To: subbukk subbukk@gmail.com Message-ID: 20071128020601.GA75166@shell.msen.com Content-Type: text/plain; charset=us-ascii
On Mon, Nov 26, 2007 at 11:38:30PM +0530, subbukk wrote:
Coming from a culture steeped in oral tradition, I find 'sounds' better than 'symbols' when doing math 'in the head'. The way I learnt to handle numbers (thanks to my dad) is to think of them as a phrase. 324+648 would be sounded out like "three hundreds two tens and four and six hundreds and four tens and eight. three hundreds and six hundreds makes nine hundreds, two tens and four tens make six tens and four and eight makes one ten and two, giving me a total of nine hundreds seven tens and two". Subtraction was done using complements. So 93-25 would be sounded out as "five more to three tens, six tens more to nine tens and then three more, making a total of six tens and eight'. The technique works for any radix - 0x3c would be "three sixteens and twelve'.
In India, many illiterate shopkeepers and waiters in village restaurants use these techniques to total prices and hand out change. No written bills.

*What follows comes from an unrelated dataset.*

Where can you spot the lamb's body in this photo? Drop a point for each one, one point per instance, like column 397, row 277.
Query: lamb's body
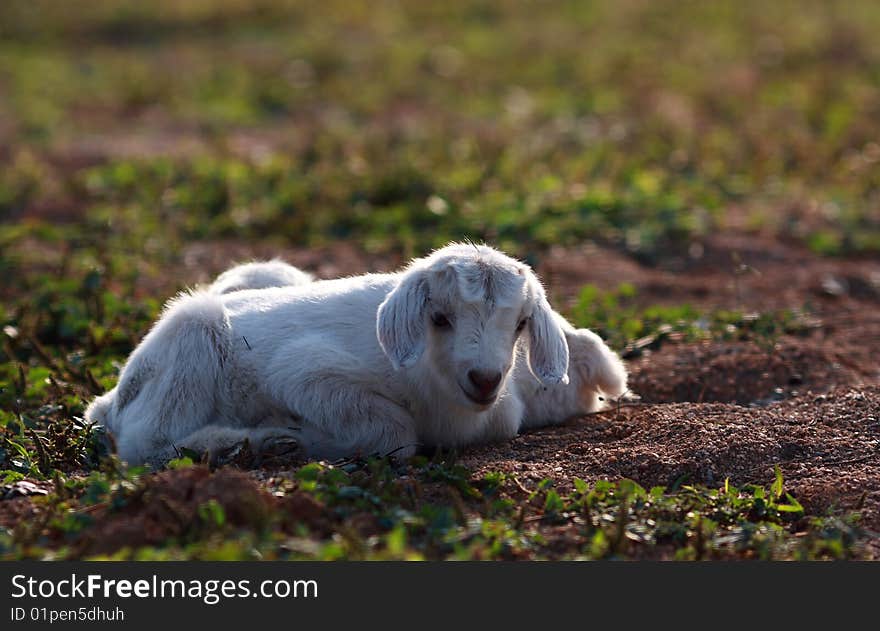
column 303, row 363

The advantage with sounds is that tones/stress/volume can be used to decorate numbers. With pencil and paper, changing colors, sizes or weights would be impractical.
Subbu,
Thanks for sharing this. I think that it is very interesting that sound and oral skills can be a basis for mathematical thinking. My cultural background is less oral, so I did not even think of this as a possibility. It seems that music and mathematics are somehow connected, but I never thought to extend this to verbal types of music.
Dave
I took a couple music theory courses in college years ago. One of my professors mentioned that he noticed a correlation between those who were good at math and those who tended to grasp music theory readily. He had no explanation for this though.
---Mark mmille10@comcast.net
On Thursday 29 November 2007 2:33 am, mmille10@comcast.net wrote:
I took a couple music theory courses in college years ago. One of my professors mentioned that he noticed a correlation between those who were good at math and those who tended to grasp music theory readily. He had no explanation for this though.
The underlying connections are still a topic of research. We do have a name for it, though - synesthesia. Wikipedia has interesting links on the topic. Both math and music share many conceptual bases - magnitude, multiples, fractions, proportion, symmetry, cycles, permutations, combinations and so on. A person with deep understanding of these concepts could express them in various ways - dancing (body), music appreciation (ears), sculpting/painting/drawing (hand, eye), singing (vocal organs). What we call "math" is symbolic math - done with marks on paper. Understanding symbolic math is easy once the conceptual math is in place, but building conceptual understanding through symbols is a hard problem; as many teachers will attest.